After our successful webinar series "Credit Booms Gone Bust" and a strong YSI presence at the 2019 Private Debt Initiative in New York, we are excited to host Richard Vague who will give a webinar on his most recent book – A Brief History of Doom: Two Hundred Years of Financial Crises.
Join us for a Webinar!
Topic: Richard Vague – A Brief History of Doom
Time: July 05, 2019, 16:00 (Timezone: Europe/Berlin)
Join from PC, Mac, Linux, iOS or Android: https://ysd.ineteconomics.org/project/5c795a6826872107f94eb1bc/event/5d17445dd2f0f91ebc57a066
About A Brief History of Doom
Financial crises happen time and again in post-industrial economies—and they are extraordinarily damaging. Building on insights gleaned from many years of work in the banking industry and drawing on a vast trove of data, Richard Vague argues that such crises follow a pattern that makes them both predictable and avoidable.
Reviews:
"Debt booms are the Achilles heel of modern economies, and nobody understands this better than Richard Vague. It takes a former banker to expose the folly of lenders in fueling credit booms that lead to devastating financial crises. In his sweeping account of 200 years of financial history, Vague builds on his intimate understanding of banking to explain how private debt booms put economic and social prosperity at risk. This is a must read for anyone who wants to see the next crisis coming."

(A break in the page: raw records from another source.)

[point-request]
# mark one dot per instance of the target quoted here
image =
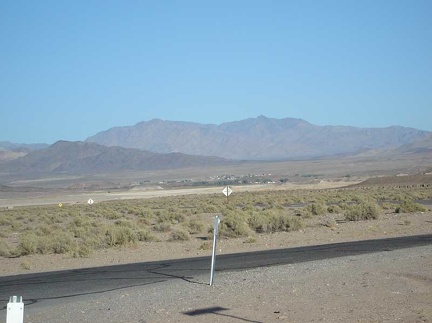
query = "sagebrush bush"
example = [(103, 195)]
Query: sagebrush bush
[(179, 235), (194, 226), (28, 243), (317, 208), (4, 248), (362, 211), (409, 206), (120, 236), (146, 235)]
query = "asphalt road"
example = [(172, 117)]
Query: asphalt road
[(65, 285)]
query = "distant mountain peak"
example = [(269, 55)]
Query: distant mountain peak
[(260, 138)]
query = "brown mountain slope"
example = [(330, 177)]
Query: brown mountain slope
[(259, 138), (81, 157)]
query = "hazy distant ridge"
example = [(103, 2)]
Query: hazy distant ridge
[(258, 138), (82, 157)]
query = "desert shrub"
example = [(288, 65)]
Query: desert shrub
[(28, 244), (4, 249), (145, 235), (334, 209), (81, 251), (258, 222), (284, 222), (179, 235), (304, 212), (61, 243), (250, 240), (317, 208), (207, 245), (194, 226), (120, 236), (409, 206), (25, 265), (162, 227), (362, 211), (328, 221), (234, 225)]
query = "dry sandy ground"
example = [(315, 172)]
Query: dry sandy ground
[(391, 286)]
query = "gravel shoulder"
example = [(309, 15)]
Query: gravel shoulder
[(393, 286)]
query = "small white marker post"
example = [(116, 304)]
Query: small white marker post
[(227, 191), (15, 310), (215, 235)]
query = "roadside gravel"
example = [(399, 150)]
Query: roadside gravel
[(394, 286)]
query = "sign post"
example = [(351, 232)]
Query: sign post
[(215, 235), (15, 310), (227, 191)]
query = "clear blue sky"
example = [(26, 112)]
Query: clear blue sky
[(69, 69)]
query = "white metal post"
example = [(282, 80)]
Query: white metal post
[(15, 310), (215, 235)]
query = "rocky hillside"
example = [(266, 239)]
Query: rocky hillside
[(259, 138), (81, 157)]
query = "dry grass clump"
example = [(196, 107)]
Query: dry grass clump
[(363, 211), (408, 206)]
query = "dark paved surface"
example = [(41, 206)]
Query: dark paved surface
[(63, 285)]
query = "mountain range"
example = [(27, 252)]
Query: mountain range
[(258, 138), (159, 144), (85, 158)]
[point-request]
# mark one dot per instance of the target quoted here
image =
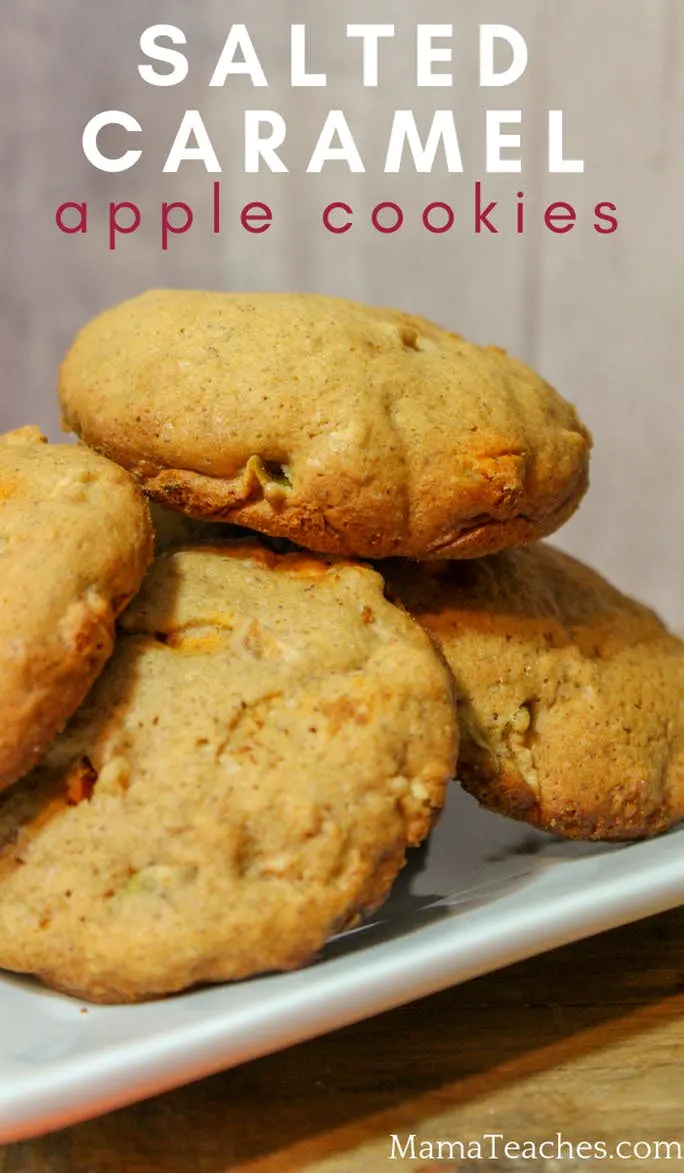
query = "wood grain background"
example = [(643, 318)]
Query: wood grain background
[(602, 317)]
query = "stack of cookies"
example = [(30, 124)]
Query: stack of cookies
[(225, 723)]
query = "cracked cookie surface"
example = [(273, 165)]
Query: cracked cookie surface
[(349, 429), (242, 782), (75, 540), (570, 695)]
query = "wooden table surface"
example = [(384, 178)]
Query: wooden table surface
[(587, 1042)]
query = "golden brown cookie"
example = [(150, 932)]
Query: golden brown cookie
[(242, 782), (571, 696), (346, 428), (75, 540)]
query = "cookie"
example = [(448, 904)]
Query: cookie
[(345, 428), (242, 782), (571, 696), (75, 540)]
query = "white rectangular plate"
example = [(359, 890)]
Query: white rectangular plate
[(487, 892)]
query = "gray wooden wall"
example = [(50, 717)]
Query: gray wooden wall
[(602, 317)]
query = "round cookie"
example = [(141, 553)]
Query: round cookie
[(242, 782), (570, 695), (345, 428), (75, 540)]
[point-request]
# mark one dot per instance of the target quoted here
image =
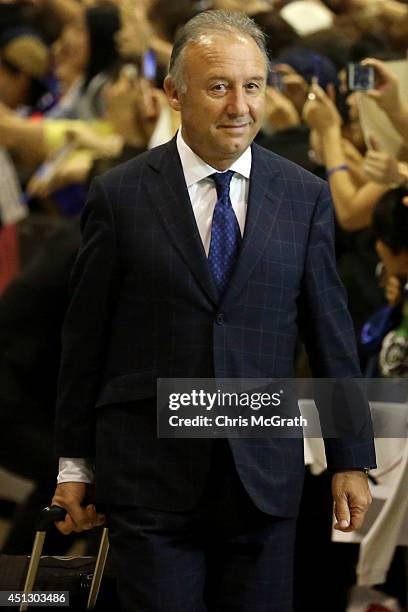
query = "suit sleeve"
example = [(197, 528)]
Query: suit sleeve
[(328, 333), (93, 287)]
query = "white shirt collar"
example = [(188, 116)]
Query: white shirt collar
[(195, 169)]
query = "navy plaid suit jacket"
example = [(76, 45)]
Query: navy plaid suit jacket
[(144, 306)]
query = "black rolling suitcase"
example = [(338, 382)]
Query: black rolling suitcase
[(35, 580)]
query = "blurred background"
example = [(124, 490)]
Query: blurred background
[(81, 91)]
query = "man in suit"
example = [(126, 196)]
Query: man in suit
[(201, 258)]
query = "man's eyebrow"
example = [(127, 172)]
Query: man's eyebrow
[(224, 78)]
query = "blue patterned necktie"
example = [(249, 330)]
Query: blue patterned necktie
[(225, 233)]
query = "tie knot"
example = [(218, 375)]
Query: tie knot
[(222, 182)]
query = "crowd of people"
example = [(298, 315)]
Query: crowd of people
[(81, 91)]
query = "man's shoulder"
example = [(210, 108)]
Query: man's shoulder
[(287, 169), (133, 168)]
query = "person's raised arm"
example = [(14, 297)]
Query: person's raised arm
[(387, 95), (353, 205)]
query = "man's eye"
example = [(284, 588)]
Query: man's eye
[(219, 87)]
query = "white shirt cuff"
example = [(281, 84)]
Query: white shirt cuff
[(75, 470)]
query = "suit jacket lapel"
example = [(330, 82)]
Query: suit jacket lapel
[(264, 201), (170, 196)]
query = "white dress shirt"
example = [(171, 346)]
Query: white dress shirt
[(203, 197)]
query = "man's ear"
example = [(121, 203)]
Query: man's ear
[(172, 93)]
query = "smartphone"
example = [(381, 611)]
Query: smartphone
[(274, 78), (360, 78), (149, 65)]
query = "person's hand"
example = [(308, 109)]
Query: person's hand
[(320, 112), (74, 170), (393, 290), (101, 145), (72, 496), (149, 105), (386, 92), (295, 86), (279, 110), (136, 32), (351, 497), (379, 166)]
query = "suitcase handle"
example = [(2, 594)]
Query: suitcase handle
[(49, 515)]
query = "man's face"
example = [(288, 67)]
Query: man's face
[(222, 104)]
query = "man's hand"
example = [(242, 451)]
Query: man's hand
[(71, 496), (351, 496)]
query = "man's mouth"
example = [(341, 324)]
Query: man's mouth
[(234, 127)]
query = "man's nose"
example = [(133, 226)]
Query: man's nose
[(237, 104)]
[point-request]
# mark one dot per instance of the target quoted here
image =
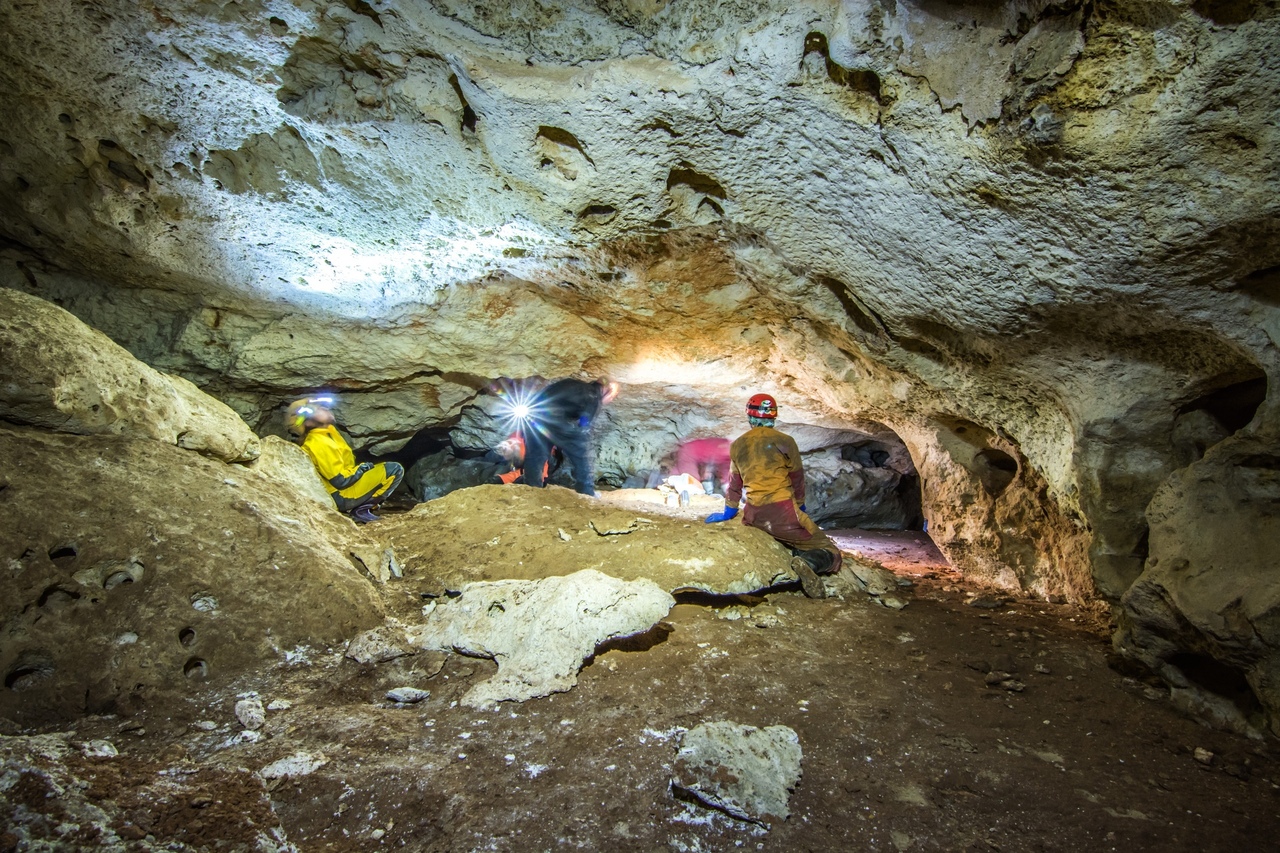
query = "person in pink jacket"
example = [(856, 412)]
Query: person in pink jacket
[(705, 459)]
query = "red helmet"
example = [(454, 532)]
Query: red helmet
[(763, 406)]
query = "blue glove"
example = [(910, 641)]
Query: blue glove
[(723, 515)]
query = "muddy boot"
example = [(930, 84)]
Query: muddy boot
[(364, 514), (809, 580)]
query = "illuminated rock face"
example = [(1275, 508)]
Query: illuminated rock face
[(1038, 242)]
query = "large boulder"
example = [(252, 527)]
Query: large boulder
[(60, 374), (1205, 614), (539, 632), (136, 573)]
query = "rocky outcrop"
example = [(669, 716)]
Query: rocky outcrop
[(138, 573), (744, 771), (1036, 241), (60, 374), (539, 632)]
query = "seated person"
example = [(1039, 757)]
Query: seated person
[(356, 489)]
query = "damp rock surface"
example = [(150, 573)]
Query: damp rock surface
[(744, 771), (513, 532)]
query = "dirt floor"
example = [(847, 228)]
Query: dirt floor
[(964, 721)]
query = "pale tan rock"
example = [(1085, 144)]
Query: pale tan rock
[(744, 771), (63, 375), (211, 570), (1208, 597)]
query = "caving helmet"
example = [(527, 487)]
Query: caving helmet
[(762, 407), (298, 411)]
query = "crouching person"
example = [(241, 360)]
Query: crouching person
[(356, 489)]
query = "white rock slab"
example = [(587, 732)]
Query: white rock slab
[(251, 714), (539, 632), (744, 771)]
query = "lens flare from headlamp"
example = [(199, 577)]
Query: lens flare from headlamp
[(519, 406)]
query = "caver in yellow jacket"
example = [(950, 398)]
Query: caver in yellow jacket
[(350, 484)]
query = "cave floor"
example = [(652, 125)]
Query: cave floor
[(905, 744)]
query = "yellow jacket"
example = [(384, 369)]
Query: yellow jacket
[(332, 456)]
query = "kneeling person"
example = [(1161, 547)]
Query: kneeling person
[(767, 463), (356, 489)]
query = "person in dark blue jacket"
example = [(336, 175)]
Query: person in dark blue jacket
[(561, 416)]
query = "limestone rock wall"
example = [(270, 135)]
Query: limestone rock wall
[(63, 375)]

—Moritz Schularick, University of Bonn
"Richard Vague unmasks a very important insight that financial crises throughout history have originated in bubble formation in the private sector. This diagnosis presents a huge challenge to the political system regarding how to implement the preventative medicine to impede bubbles. The stakes are high for preventing prolonged economic downturns, and the impotence of the public sector is devastating to the reputation of experts and governance, not only in the financial sector but across every division of government. The demoralization on both the left and right after the Great Financial Crisis remains a major contributor to the politics of today. Vague challenges us to face up to these costs."